According to Ramzan Kadyrov, head of the Chechen Republic, gay men don't exist in the country — so there can't possibly be any anti-LGBTQ violence.
The leader was interviewed recently by David Scott, from HBO’s Real Sports, and vehemently denied that reports of gay men being tortured and held in concentration camps in Chechnya were true.
“This is nonsense,” he said in response to a question from Scott, the Independent reports. “We don’t have those kinds of people here. We don’t have any gays.”
In the off-chance that gay people do actually exist in Chechnya, though, Kadyrov told Scott that he would suggest taking them to Canada, so that they're far away from Chechnya and "to purify our blood."
The leader went on to call the men who have escaped the camps and detailed the torture they experienced "devils" and said that "they are not people" for accusing the country.
Reports that gay and bisexual men were being captured and tortured in Chechnya first surfaced in April, after Russian newspaper Novoya Gazeta broke the story.

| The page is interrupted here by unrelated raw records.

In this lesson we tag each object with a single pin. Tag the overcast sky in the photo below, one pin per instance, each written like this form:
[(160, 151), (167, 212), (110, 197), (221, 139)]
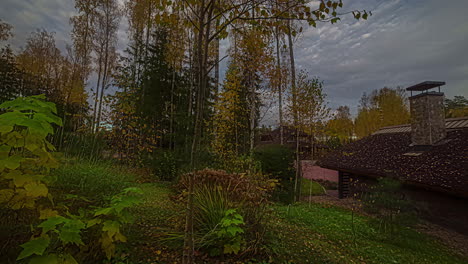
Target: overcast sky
[(403, 43)]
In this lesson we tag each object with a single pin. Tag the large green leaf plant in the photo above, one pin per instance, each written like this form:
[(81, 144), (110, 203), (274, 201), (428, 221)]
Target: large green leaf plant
[(25, 162)]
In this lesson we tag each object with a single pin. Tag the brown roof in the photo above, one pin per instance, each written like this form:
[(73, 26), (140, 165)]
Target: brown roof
[(443, 167), (450, 123)]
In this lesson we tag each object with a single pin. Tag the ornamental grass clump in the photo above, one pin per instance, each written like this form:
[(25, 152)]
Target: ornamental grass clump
[(228, 210)]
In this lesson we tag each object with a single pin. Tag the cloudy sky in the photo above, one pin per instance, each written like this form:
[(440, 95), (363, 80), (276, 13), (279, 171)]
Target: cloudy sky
[(403, 43)]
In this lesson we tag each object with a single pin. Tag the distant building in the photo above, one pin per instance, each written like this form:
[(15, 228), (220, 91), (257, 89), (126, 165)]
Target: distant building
[(308, 145), (429, 156)]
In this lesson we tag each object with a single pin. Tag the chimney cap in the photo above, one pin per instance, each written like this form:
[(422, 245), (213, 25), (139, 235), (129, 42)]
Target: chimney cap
[(425, 86)]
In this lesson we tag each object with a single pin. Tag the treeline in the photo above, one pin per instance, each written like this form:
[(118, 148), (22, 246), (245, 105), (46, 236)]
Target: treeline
[(164, 91), (381, 108)]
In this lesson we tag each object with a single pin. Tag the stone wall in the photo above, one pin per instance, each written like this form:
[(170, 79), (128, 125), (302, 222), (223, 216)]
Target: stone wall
[(427, 118)]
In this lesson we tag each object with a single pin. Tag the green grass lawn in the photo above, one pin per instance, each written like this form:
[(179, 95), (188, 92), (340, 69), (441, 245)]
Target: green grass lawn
[(309, 187), (323, 234), (298, 234)]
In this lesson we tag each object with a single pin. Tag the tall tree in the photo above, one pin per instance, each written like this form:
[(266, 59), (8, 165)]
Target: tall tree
[(5, 31), (341, 125), (307, 116), (107, 23)]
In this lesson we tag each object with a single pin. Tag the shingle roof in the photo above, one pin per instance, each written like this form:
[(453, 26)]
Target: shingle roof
[(451, 123), (444, 167)]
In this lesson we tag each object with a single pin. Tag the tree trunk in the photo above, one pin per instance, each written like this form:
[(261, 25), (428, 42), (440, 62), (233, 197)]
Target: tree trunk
[(294, 102), (96, 97)]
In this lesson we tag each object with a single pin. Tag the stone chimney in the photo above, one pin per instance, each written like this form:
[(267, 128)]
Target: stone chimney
[(427, 114)]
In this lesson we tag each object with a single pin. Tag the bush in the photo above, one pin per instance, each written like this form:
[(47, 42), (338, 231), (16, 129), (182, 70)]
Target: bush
[(164, 165), (309, 187), (389, 204), (277, 161)]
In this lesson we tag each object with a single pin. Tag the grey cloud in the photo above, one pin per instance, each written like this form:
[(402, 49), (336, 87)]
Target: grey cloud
[(404, 42)]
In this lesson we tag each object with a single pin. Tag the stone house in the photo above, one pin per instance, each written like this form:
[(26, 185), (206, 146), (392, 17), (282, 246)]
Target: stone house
[(429, 157)]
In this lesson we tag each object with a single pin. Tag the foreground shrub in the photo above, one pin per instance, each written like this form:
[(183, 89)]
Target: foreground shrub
[(164, 164), (277, 161), (228, 210), (67, 232)]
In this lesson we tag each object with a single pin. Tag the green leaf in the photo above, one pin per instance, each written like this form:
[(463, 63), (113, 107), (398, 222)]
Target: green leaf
[(35, 246), (103, 211), (51, 223), (125, 202), (133, 190), (112, 227), (69, 259), (93, 222), (70, 232), (49, 259), (5, 128), (6, 195), (12, 162), (36, 190)]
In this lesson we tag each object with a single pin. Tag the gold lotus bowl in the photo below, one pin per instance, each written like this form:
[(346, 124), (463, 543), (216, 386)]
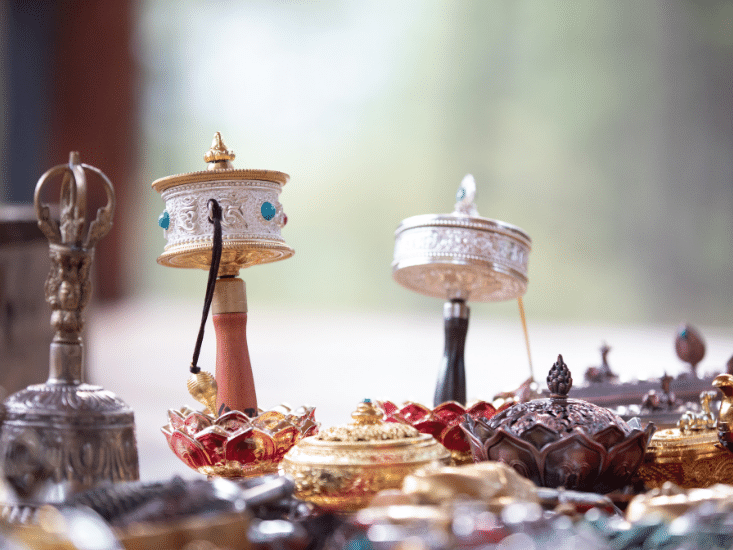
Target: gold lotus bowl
[(687, 459), (344, 476)]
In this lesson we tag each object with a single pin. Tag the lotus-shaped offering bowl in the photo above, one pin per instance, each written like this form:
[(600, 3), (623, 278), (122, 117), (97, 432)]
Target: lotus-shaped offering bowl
[(235, 445), (561, 442), (443, 422)]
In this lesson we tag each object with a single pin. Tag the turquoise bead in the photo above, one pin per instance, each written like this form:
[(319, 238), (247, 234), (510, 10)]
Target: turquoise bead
[(268, 210), (164, 220)]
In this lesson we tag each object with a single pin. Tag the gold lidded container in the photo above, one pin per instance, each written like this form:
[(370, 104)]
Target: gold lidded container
[(343, 467)]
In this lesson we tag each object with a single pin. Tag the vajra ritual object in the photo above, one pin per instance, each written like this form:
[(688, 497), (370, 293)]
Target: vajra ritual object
[(460, 257), (234, 214), (65, 436)]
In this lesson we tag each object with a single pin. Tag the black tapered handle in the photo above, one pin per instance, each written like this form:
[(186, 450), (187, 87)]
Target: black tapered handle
[(451, 384)]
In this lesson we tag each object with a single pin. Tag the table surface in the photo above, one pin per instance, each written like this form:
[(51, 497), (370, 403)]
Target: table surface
[(333, 359)]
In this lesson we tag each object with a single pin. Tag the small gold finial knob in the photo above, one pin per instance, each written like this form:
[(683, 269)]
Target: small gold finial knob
[(367, 413), (218, 156)]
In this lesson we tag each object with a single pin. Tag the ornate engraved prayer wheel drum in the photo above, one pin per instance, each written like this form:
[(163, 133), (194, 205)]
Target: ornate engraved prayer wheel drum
[(459, 257), (455, 256), (252, 216), (249, 219)]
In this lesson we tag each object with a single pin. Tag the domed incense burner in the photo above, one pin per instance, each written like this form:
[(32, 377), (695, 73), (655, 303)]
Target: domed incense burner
[(251, 219), (343, 467), (562, 442), (66, 436), (459, 257)]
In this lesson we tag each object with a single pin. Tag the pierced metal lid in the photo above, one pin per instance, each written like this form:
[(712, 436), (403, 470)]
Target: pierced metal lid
[(461, 255)]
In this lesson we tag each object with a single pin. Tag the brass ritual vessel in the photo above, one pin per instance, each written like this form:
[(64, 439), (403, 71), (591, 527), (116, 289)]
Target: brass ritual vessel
[(690, 456), (343, 467), (65, 436), (459, 257)]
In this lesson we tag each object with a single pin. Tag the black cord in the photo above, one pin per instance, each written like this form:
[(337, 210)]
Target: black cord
[(214, 218)]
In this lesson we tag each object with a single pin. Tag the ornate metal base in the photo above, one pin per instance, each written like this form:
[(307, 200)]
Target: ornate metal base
[(58, 440)]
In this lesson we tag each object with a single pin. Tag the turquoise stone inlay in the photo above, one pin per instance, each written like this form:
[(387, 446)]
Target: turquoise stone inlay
[(164, 220), (268, 210)]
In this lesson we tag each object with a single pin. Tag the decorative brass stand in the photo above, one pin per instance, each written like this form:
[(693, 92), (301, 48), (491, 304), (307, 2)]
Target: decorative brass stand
[(66, 436)]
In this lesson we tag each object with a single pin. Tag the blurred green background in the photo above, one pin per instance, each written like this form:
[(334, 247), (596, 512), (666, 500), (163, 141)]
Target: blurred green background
[(604, 129)]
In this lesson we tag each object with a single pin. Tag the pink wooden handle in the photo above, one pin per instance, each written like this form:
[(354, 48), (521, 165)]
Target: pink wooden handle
[(236, 386)]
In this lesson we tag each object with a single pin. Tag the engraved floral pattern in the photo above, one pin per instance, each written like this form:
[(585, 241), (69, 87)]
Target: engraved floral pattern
[(461, 262), (241, 201)]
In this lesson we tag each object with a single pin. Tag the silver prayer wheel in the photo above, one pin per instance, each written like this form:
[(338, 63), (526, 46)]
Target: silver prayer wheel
[(459, 257), (252, 218), (65, 436)]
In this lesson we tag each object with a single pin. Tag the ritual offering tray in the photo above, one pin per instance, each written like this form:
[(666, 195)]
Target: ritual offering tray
[(443, 422), (235, 445), (560, 441), (343, 467)]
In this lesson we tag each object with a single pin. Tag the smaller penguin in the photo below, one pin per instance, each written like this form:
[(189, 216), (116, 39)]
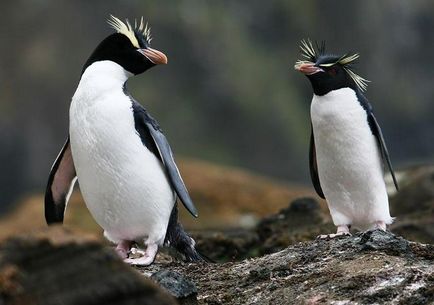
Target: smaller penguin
[(347, 148), (124, 164)]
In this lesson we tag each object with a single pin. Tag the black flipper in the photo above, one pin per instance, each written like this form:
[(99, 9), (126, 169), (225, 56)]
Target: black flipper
[(60, 184), (376, 130), (179, 240), (313, 166), (154, 139)]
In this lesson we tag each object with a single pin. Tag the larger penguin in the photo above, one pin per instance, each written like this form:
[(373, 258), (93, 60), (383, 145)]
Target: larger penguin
[(123, 162), (347, 146)]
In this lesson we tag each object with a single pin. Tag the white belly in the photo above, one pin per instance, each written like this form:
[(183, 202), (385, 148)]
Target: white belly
[(349, 161), (123, 184)]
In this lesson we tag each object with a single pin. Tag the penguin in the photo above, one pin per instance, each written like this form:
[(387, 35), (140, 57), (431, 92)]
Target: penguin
[(347, 148), (119, 155)]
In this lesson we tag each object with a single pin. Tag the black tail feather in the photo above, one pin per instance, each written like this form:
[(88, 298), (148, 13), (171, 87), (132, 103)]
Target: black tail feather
[(180, 241)]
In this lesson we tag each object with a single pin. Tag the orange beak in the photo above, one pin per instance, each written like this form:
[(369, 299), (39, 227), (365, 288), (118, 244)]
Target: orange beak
[(307, 68), (155, 56)]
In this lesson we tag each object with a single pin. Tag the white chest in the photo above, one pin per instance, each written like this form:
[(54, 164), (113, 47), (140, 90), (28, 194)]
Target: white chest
[(348, 158), (123, 184)]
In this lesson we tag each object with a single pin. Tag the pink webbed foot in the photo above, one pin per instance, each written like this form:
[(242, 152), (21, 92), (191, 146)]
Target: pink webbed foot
[(147, 258), (341, 231), (380, 225), (123, 248)]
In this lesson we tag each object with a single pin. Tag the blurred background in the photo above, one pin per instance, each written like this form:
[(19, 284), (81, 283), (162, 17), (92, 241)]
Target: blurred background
[(229, 96)]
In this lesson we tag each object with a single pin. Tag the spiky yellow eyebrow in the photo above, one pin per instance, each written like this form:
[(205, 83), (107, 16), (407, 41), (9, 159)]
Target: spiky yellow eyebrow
[(127, 30), (308, 51)]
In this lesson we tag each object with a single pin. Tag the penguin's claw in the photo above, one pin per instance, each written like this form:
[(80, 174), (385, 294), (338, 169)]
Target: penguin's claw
[(123, 248), (141, 261), (334, 235), (343, 230), (147, 258)]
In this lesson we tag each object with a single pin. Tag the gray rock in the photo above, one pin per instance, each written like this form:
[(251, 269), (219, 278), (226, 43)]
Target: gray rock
[(177, 285)]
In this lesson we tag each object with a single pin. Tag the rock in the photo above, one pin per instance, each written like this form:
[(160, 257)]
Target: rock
[(385, 241), (177, 285), (413, 205), (57, 266), (373, 267), (302, 220)]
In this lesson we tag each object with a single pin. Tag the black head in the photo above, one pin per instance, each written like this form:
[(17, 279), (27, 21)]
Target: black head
[(129, 47), (328, 72)]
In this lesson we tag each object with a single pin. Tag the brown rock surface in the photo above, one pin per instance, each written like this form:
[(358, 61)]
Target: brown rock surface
[(56, 266)]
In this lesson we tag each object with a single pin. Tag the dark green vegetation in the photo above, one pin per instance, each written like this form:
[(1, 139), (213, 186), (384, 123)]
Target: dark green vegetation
[(229, 93)]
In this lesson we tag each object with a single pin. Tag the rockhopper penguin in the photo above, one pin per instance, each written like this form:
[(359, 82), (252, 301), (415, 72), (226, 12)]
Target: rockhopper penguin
[(347, 148), (118, 153)]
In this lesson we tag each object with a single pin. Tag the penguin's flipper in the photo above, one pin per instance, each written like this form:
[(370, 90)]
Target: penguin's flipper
[(60, 185), (145, 126), (314, 167), (376, 130)]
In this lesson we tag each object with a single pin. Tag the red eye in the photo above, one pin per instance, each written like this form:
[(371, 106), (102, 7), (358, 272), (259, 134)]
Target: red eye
[(332, 71)]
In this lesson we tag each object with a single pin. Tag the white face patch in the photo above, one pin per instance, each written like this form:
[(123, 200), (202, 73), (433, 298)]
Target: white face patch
[(129, 31)]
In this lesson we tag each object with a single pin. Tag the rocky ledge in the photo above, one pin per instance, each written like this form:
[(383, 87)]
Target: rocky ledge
[(373, 267), (60, 267)]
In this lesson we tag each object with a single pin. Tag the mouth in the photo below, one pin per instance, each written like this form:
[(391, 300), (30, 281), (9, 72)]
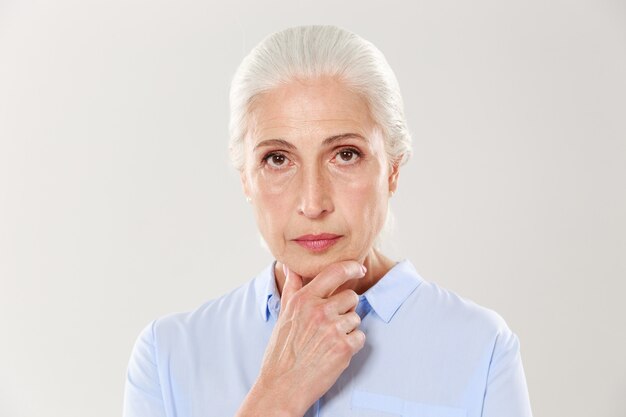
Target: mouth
[(317, 243)]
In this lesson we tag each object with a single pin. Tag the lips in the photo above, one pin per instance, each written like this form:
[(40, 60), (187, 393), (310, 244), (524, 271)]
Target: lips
[(317, 243)]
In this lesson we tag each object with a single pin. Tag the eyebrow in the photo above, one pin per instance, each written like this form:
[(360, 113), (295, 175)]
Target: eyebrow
[(328, 141)]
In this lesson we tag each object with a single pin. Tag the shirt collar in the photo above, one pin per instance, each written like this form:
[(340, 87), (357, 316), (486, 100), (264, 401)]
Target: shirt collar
[(385, 297)]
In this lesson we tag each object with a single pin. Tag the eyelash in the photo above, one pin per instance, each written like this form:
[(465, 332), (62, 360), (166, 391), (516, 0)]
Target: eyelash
[(356, 152)]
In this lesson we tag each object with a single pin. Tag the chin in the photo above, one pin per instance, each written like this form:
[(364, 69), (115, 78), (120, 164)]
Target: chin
[(310, 266)]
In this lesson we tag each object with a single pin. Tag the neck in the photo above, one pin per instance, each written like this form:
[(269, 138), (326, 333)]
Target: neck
[(377, 266)]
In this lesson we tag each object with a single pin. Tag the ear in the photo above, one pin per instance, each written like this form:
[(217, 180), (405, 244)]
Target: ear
[(394, 172)]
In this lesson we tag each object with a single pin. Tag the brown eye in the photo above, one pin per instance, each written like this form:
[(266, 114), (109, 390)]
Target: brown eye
[(347, 156), (276, 160)]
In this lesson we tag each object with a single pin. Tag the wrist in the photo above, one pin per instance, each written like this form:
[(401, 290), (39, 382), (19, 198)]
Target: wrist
[(269, 400)]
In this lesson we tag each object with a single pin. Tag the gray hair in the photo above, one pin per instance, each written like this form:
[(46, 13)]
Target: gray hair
[(306, 52)]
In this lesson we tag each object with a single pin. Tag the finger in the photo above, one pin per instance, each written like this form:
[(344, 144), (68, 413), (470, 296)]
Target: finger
[(348, 322), (335, 275), (342, 302), (293, 283), (356, 339)]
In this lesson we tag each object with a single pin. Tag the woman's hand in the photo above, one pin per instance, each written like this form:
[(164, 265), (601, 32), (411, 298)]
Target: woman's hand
[(312, 343)]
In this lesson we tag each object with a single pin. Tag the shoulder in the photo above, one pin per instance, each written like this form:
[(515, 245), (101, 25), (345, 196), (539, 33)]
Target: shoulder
[(210, 317), (450, 311)]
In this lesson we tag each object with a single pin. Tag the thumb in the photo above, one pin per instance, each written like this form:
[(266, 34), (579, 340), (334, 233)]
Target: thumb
[(293, 283)]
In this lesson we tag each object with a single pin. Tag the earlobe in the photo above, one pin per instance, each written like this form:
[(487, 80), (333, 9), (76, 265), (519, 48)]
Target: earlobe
[(393, 177)]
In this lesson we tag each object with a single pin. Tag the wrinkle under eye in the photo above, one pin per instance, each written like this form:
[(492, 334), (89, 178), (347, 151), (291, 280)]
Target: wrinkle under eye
[(275, 160), (348, 156)]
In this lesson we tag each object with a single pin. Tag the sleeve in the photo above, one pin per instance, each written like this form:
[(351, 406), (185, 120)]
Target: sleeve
[(142, 393), (506, 393)]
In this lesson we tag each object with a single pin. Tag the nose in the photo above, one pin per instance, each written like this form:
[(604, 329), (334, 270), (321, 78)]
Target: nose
[(315, 194)]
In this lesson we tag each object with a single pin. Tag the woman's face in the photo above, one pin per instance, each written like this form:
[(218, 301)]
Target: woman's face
[(317, 174)]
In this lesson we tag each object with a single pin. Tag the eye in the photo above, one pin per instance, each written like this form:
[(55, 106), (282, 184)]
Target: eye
[(347, 156), (276, 160)]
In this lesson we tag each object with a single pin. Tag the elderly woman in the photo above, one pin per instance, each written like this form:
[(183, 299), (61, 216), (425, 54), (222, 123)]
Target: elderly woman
[(332, 327)]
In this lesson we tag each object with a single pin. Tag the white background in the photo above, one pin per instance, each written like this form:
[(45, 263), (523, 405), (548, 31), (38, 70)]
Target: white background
[(118, 204)]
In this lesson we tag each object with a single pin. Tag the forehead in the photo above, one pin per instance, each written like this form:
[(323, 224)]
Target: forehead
[(322, 106)]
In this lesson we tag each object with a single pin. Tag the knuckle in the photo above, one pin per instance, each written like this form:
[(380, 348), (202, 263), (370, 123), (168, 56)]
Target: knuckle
[(354, 296), (342, 348), (318, 316)]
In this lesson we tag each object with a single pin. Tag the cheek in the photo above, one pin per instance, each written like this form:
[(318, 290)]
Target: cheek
[(270, 195), (364, 203)]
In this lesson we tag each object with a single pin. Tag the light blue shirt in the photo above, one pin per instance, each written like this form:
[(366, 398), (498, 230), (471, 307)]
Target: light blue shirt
[(428, 353)]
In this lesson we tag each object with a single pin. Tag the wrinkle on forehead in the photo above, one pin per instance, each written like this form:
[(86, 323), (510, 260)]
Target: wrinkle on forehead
[(312, 109)]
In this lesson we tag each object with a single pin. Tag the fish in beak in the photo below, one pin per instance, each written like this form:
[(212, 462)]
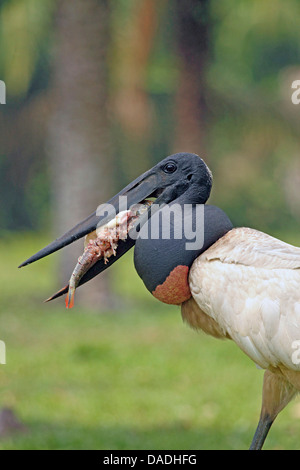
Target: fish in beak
[(106, 236)]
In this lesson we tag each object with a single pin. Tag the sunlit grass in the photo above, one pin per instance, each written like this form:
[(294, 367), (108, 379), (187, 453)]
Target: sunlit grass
[(139, 379)]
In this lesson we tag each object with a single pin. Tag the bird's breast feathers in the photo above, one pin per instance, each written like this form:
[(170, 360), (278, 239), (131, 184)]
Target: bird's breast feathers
[(248, 282)]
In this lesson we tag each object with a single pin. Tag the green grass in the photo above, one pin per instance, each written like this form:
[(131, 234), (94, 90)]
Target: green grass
[(136, 379)]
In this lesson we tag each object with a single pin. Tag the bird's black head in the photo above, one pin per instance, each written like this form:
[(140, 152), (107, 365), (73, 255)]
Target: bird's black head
[(180, 179)]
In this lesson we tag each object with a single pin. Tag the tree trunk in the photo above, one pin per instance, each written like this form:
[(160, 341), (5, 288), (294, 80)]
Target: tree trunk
[(79, 135), (190, 108)]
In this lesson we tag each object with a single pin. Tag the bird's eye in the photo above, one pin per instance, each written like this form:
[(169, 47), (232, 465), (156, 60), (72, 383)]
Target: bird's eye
[(170, 167)]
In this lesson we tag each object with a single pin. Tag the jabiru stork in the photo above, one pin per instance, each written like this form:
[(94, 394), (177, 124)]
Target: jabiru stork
[(237, 283)]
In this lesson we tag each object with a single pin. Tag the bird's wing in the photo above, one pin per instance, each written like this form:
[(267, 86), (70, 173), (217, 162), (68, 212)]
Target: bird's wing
[(250, 247)]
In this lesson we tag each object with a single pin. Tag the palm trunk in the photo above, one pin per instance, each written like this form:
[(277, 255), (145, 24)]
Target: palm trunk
[(79, 134)]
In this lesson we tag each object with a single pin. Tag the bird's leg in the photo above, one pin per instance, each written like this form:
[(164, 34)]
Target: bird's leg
[(264, 425), (277, 393)]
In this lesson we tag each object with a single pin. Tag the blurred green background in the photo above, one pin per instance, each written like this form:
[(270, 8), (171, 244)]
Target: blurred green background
[(96, 93)]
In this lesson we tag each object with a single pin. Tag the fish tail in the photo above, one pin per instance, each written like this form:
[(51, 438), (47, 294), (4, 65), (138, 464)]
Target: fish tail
[(70, 298)]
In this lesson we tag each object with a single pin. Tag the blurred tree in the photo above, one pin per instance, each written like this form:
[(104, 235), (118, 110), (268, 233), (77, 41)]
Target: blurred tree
[(134, 35), (192, 26), (79, 136)]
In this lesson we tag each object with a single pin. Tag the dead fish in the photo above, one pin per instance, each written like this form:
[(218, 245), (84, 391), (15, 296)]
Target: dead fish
[(103, 243)]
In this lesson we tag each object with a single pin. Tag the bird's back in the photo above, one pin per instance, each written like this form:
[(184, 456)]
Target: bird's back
[(248, 282)]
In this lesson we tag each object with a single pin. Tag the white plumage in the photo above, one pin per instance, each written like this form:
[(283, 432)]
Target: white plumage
[(248, 282)]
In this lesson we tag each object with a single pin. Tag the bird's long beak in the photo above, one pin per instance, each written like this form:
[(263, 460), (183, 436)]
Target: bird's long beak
[(149, 184), (144, 186)]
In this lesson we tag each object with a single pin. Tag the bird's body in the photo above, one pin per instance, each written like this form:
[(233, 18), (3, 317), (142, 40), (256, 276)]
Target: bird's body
[(237, 283), (248, 282)]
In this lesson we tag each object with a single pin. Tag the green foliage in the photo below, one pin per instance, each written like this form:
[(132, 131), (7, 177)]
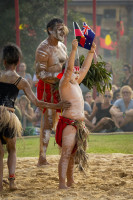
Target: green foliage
[(97, 76)]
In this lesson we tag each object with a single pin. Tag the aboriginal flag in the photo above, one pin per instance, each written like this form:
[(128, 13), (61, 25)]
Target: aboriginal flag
[(82, 40), (79, 35)]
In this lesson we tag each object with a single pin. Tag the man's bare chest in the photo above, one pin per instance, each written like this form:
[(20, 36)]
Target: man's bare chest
[(56, 55)]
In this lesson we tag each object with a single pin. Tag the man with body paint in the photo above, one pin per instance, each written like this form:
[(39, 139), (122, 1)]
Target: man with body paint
[(50, 56), (71, 123), (10, 126)]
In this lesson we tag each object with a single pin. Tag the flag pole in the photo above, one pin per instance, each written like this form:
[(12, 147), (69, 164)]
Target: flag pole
[(77, 48)]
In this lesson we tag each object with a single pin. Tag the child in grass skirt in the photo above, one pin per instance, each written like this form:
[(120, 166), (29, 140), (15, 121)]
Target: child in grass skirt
[(71, 133)]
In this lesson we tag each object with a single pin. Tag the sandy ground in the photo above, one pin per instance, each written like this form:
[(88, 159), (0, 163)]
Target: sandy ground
[(108, 177)]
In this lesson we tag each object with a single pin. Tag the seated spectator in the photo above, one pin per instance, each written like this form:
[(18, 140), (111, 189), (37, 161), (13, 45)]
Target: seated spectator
[(122, 110), (114, 88), (116, 96), (89, 99), (127, 74), (27, 76), (109, 68), (27, 115), (130, 81), (102, 114), (35, 82)]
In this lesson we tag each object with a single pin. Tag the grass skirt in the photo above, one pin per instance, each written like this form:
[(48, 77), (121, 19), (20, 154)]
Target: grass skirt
[(10, 126), (82, 135)]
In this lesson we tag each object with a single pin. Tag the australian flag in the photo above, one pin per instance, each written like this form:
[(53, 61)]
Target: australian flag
[(85, 37), (89, 34)]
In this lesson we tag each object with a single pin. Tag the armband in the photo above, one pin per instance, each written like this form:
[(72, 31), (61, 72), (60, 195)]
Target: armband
[(124, 114)]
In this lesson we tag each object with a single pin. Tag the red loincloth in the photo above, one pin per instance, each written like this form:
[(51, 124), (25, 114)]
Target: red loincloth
[(47, 98), (62, 123)]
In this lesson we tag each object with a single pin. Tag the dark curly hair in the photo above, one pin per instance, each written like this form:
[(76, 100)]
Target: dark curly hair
[(51, 24)]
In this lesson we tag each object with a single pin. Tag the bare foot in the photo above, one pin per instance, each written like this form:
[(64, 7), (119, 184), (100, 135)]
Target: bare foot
[(42, 161), (12, 185), (61, 186)]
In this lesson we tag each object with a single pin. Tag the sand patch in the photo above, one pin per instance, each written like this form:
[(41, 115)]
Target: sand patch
[(108, 177)]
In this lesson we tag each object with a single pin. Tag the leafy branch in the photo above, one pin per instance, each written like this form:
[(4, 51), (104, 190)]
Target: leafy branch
[(97, 76)]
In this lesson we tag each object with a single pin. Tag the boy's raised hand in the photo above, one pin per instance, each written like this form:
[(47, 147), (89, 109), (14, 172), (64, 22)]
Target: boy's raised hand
[(74, 44), (93, 48)]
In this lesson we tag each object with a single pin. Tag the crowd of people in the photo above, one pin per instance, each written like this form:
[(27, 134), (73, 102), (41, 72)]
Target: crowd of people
[(101, 113), (65, 111)]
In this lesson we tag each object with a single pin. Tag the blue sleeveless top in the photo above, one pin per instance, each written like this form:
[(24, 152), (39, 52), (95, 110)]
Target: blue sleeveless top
[(9, 93)]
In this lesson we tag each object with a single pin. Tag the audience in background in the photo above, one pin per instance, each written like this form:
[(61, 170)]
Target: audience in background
[(109, 68), (116, 96), (102, 114), (27, 76), (127, 74), (122, 110)]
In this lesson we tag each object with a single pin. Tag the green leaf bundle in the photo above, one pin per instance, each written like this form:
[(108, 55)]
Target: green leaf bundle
[(97, 76)]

Although Vladimir Putin backed an investigation into the claims, the Russian Embassy said that investigations are complete and "there are no victims of persecution, threats or violence."
A report from the Human Rights Watch in May implicated Kadyrov and other top Chechen officials in the violence, and claimed that Kadyrov has "repeatedly condoned honor killings," in which family members kill someone for being gay because it brings shame to the family name.
Given his past and his clearly disdainful feeling for LGBTQ people, it's obvious that we should be taking his denial of the torture with a huge grain of salt.